After repeated “Let’em go bankrupt” rants from cable TV pundits and polls show 75% of Americans don’t seem to care if their companies fail .
“Governor Granholm: Bailed out banks suffocating. Chrysler: Who knew that bailing out the banks would mean that they would kill the auto industry?” said Granholm.
“Cash-for-Clunkers plans run into competing legislation.” (Turns out that even though the Big 3, the UAW and environmentalists are all behind this bill, “foreign automakers are strongly opposed” and it’s holding up because they want US tax dollars to help them even though they’ve been subsidized for decades by their own governments.)
So, an industry that created the middle class and is now desperately trying to re-invent itself is being held hostage by banks that care only about liquidating an industry, an event that will have enormous shockwaves on the economy. And people, good, decent hard-working people, and businesses have pulled together in a time of crisis in this, the most favored of punching bag cities to pull through together.

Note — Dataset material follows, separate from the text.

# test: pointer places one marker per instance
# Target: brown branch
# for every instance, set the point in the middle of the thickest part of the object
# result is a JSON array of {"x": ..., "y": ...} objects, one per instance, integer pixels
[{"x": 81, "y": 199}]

(When GM could no longer afford to sponsor the Detroit Tigers Fountain for $2 million dollars, Little Caesar’s Pizza and Detroit Tigers owner Mike Ilitch, who had offers from foreign car companies, declined and has donated the sponsorship to all Big Three automakers in a show of solidarity for the love of a city that apparently the whole country reviles.)

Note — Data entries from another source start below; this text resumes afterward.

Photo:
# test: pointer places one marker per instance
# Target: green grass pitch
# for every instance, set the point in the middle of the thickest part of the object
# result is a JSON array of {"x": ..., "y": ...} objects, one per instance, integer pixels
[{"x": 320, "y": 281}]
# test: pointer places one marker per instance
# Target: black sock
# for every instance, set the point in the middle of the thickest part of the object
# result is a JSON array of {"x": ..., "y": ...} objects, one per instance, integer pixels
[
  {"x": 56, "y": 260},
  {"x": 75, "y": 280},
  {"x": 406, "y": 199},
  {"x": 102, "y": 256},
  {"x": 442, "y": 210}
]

We’re now eight days and counting from the Katrina-like slow motion collapse of a state – and real human suffering will be a consequence. (Chrysler’s deadline is May 1st, but we all know the domino effect with suppliers and the other Big Two.)
So after a good 40 minutes on Rachel Maddow’s show on the torture memo reporting (courtesy of our beloved Carl Levin), I was beyond shocked that the next story was devoted to ridiculing the perfect 0-16 record of the Detroit Lion’s football team and the fact that the team had changed its mascot design a bit to “be meaner.”

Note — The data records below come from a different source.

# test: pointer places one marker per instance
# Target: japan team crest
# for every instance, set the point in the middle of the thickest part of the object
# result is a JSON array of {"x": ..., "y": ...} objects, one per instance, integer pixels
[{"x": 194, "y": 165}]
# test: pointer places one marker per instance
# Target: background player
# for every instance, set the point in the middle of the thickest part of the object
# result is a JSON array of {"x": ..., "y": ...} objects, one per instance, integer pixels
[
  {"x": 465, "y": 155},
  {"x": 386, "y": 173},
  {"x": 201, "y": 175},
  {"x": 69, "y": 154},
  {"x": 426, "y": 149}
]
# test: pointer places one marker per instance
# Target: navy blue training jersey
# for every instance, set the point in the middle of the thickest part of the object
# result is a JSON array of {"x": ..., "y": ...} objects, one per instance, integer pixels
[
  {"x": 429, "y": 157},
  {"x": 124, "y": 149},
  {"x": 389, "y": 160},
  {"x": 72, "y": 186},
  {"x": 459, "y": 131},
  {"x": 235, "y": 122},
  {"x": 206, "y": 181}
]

Not eight days until auto Armageddon, no rallying cry to maintain the manufacturing base in our country, no concern for the legacy of the autoworkers who lost their lives to form unions to give us a middle class and became the arsenal of democracy during World War II, the same retired folks who stand to lose the lion’s share of their pension and health care. Hell, even Arnold Schwarzenegger was here this week and said he believed that Detroit was not far behind in building the advanced technology to meet even California’s emission standards and deserved the government’s help to get there.
But just eight days from collapse, we got ripped because our football team totally sucks. Ouch, my friend Rachel. There are real people here who are hurting in ways the rest of the country hasn’t yet seen (and we don’t want them to). That was a kick in the gut to a player down on the field. I’m sure you didn’t intend it that way, but someone from Detroit had to say “ouch.”
And I can’t help but think my point about media oxygen and tipping points just may have some merit.